Activists say strays are threatened by “dog hunters” and pending legislation.
According to some estimates, there are as many as 25,000 stray dogs in Moscow alone. At present, killing or abusing animals is punishable by up to two years in jail, but activists say offenders are rarely punished.
On Thursday, a Sakhalin news portal reported that local authorities had put down 539 of the 563 stray dogs they have rounded up since the start of the year.
"We need new legislation to protect animals, not to punish them. We are campaigning for tougher penalties for those who harm animals," Nadyozhkina said, adding that similar petitions would be filed with municipal deputies in 30 Russian cities in the coming days.
Nadyozhkina said activists were also seeking the removal of Maxim Shingarkin, a lawmaker with the nationalist LDPR party, as head of the working group on the new animal rights bill.

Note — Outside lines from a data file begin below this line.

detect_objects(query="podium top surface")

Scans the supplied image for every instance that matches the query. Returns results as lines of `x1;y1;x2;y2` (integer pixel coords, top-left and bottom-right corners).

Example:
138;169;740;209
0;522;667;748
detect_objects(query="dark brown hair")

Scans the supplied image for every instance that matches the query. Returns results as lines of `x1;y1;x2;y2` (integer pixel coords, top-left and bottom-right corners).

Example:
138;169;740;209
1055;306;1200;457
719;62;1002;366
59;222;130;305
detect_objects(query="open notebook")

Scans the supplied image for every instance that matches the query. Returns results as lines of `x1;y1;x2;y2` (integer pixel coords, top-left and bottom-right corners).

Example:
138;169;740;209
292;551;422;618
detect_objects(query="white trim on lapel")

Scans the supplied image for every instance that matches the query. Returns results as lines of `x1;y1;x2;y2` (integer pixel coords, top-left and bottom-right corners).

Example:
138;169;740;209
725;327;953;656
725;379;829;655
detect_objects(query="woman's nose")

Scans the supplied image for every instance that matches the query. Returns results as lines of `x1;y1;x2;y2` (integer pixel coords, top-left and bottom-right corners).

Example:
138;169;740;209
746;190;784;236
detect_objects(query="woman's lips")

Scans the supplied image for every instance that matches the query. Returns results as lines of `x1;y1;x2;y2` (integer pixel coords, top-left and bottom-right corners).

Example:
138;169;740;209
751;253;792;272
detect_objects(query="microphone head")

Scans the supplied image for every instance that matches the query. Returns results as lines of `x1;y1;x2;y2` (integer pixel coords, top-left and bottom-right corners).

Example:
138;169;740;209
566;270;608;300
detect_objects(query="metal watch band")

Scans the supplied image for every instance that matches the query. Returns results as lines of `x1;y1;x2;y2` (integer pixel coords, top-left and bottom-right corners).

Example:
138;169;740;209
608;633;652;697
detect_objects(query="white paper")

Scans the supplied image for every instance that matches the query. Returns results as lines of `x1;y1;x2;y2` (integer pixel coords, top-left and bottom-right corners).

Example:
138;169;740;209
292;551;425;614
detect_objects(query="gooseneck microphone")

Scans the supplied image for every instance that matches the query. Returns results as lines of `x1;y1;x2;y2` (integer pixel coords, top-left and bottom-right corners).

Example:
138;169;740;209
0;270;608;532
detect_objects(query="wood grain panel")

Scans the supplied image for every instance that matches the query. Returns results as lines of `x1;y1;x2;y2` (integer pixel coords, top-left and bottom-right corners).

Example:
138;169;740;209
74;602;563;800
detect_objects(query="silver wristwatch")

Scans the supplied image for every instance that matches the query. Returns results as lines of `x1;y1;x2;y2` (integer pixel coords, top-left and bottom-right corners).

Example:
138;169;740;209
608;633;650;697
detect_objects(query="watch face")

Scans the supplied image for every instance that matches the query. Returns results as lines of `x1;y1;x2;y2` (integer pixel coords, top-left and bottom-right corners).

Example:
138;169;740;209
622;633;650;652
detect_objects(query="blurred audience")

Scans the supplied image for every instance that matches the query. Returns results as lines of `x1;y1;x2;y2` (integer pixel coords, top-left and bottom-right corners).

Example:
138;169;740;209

"Such people shouldn't sit in the State Duma," she said, explaining that Shingarkin had outraged animal lovers by accusing them of keeping their pets as "slaves" and calling strays a threat to society in a talk show broadcast on state-run TV.
Thursday's event comes as animal rights activists are waging a wider battle to end "dog hunting," a controversial hobby in which vigilante dog killers leave out poisoned meat to cull stray animals.
After news reports that dog hunters claimed about 70 victims in a Moscow park in September, hundreds of protesters took to the streets to condemn the practice. Investigators have not found the culprits.
"Dog hunting is a real problem, and it's not going away," Nadyozhkina said, as a black mongrel sat obediently beside her with a sign around its neck reading "We defend you. Will you defend us?"
The origins of dog hunting are shrouded in mystery, but those who practice the hobby are known to boast of their exploits on online forums including Vreditelyam.net.
Maxim Smetanin, a research assistant at a technology institute who attended Thursday's event, suggested to a reporter that dog hunting may have grown out of "crow hunting," a sport he said was popular in Russia in the early 2000s.
"You may laugh, but dog hunters are a serious problem," said Smetanin, who said he had taken in a stray dog and cat and was looking for a third companion. "There are real fears that they will target homeless people next."